Une question: Pourquoi tes récits ont-ils toujours des personnages états-uniens. Serait-ce moins efficace avec des "héros" d'autres continents qui manqueraient d'un exotisme adapté au genre horreur ou S.F.

   ferrandeix   
24/4/2024
trouve l'écriture
aboutie
et
aime beaucoup
Une très belle écriture, élégante, raffinée. Le déroulement de l'action crée une atmosphère, une fascination amplifiée par le milieu ambigu et sulfureux. Tout serait parfait, sauf que la finale, quoique lyrique et teinté d'horreur, à la manière d'une nouvelle extraordinaire de Poe, semble gratuite - sauf si je n'ai pas compris. Cela dit, je reste sur une bonne impression car j'accorde plus d'importance au style, à l'atmosphère crée par le discours littéraire plutôt qu'à une chute, d'autant plus que souvent les chutes de nouvelles sont superficielles. Je ne me suis même pas aperçu qu'il y avait des cacophonies - mais après vérification a posteriori, il y en a tout de même. Et j'ajoute "l'air se muta" me paraît sonner très bien à l'oreille, comme quoi la notion d'euphonie est subjective.

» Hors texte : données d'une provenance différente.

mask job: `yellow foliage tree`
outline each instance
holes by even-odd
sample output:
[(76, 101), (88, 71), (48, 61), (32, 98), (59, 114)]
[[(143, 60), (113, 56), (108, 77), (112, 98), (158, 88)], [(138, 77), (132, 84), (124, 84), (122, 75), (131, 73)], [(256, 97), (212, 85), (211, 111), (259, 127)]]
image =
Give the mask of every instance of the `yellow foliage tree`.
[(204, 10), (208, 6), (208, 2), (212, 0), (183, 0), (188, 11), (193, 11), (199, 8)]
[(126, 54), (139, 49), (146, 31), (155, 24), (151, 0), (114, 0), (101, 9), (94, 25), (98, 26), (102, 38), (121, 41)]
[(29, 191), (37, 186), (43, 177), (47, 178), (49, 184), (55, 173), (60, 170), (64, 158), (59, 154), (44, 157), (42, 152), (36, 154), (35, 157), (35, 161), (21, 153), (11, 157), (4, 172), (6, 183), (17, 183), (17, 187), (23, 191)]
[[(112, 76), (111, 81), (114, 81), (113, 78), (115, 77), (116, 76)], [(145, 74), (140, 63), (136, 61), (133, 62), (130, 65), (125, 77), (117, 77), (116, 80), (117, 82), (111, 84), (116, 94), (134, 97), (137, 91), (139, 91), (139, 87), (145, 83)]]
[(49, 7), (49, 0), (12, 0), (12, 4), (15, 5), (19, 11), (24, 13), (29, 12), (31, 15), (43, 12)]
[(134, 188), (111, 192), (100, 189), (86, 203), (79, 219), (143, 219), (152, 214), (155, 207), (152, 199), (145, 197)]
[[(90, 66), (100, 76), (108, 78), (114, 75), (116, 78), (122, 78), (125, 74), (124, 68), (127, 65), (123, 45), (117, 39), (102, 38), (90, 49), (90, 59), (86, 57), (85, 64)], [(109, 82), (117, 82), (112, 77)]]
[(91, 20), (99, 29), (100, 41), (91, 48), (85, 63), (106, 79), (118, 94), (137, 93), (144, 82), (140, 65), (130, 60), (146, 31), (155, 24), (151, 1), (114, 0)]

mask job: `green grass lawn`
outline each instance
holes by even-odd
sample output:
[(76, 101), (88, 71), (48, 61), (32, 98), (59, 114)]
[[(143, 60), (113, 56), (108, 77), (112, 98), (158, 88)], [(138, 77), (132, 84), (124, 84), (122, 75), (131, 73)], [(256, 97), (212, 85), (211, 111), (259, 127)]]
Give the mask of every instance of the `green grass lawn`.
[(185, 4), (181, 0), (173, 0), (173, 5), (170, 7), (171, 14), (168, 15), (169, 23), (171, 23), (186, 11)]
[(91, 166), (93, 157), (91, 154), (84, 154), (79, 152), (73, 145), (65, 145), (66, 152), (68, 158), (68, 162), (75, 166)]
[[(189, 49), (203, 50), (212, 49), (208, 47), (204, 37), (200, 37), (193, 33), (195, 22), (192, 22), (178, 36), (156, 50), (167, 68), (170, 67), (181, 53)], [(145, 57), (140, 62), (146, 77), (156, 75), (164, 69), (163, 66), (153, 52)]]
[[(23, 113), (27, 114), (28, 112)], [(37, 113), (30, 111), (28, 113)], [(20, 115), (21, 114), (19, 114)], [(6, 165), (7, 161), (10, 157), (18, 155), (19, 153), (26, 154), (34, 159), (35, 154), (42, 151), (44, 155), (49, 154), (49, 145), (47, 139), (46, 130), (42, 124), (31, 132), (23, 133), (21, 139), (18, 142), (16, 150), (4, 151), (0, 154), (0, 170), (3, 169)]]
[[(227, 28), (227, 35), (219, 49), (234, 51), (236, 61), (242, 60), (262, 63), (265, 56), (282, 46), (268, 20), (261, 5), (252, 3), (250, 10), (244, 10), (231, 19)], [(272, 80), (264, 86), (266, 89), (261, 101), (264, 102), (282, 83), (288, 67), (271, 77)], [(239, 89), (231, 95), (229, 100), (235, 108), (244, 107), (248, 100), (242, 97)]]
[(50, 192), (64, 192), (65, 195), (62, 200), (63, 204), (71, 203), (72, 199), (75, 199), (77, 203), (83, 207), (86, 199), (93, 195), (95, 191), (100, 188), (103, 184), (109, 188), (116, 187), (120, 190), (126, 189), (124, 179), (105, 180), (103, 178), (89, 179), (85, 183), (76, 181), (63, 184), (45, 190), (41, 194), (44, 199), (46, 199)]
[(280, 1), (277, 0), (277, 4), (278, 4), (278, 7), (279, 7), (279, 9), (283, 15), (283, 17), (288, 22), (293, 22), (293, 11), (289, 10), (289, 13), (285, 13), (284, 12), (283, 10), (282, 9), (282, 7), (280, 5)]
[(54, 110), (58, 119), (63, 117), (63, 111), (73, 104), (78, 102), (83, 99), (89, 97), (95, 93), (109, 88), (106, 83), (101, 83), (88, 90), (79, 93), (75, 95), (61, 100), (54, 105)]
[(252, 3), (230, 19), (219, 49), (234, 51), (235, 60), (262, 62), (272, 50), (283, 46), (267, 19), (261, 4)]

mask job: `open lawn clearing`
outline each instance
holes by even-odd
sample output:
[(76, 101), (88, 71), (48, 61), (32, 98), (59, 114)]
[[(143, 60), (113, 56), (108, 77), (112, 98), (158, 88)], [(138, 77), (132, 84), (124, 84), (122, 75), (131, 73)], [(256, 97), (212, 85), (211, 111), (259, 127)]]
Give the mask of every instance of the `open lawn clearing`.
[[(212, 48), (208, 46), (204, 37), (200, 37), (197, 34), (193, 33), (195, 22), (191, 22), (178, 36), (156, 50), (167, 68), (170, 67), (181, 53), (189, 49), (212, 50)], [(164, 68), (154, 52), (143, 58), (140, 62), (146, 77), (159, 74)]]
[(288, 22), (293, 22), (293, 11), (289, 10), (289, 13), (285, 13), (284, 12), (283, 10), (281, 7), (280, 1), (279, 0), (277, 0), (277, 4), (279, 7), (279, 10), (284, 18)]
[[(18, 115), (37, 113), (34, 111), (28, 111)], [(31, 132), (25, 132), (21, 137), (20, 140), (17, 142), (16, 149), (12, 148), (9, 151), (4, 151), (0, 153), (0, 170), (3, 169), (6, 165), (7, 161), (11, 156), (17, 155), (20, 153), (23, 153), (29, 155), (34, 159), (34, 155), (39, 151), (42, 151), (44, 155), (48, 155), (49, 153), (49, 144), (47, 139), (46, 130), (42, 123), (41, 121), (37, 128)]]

Donc, au final, je dis "bien", voire très bien.

   Pouet   
26/4/2024
trouve l'écriture
aboutie
et
aime bien
Slt,

je ne vais pas couper les cheveux en quatre sur les restes d'une notice Ikéa permettant de monter un hémisphère droit en kit avec un hémisphère gauche en faux cuir de gnou des alpages suisses, pourtant ça me démange, allez j'ai trouvé que, pour un court texte, il y avait beaucoup de mots tournant autour de « ténèbres » (trois nom di diou!), merdre j'ai effilé un tif, promis le ferai plus.
Sinon j'ai bien aimé, me suis pas attendu à la chute.
En fait le gonze il avait un numéro de série pour l'abattoir, j'espère que c'était un morceau de choix et que les louves se sont bien léchées les babines.
Je sais pas trop pourquoi ça m'a ramené à y a longtemps, quand je lisais du Graham Masterton. Sympa.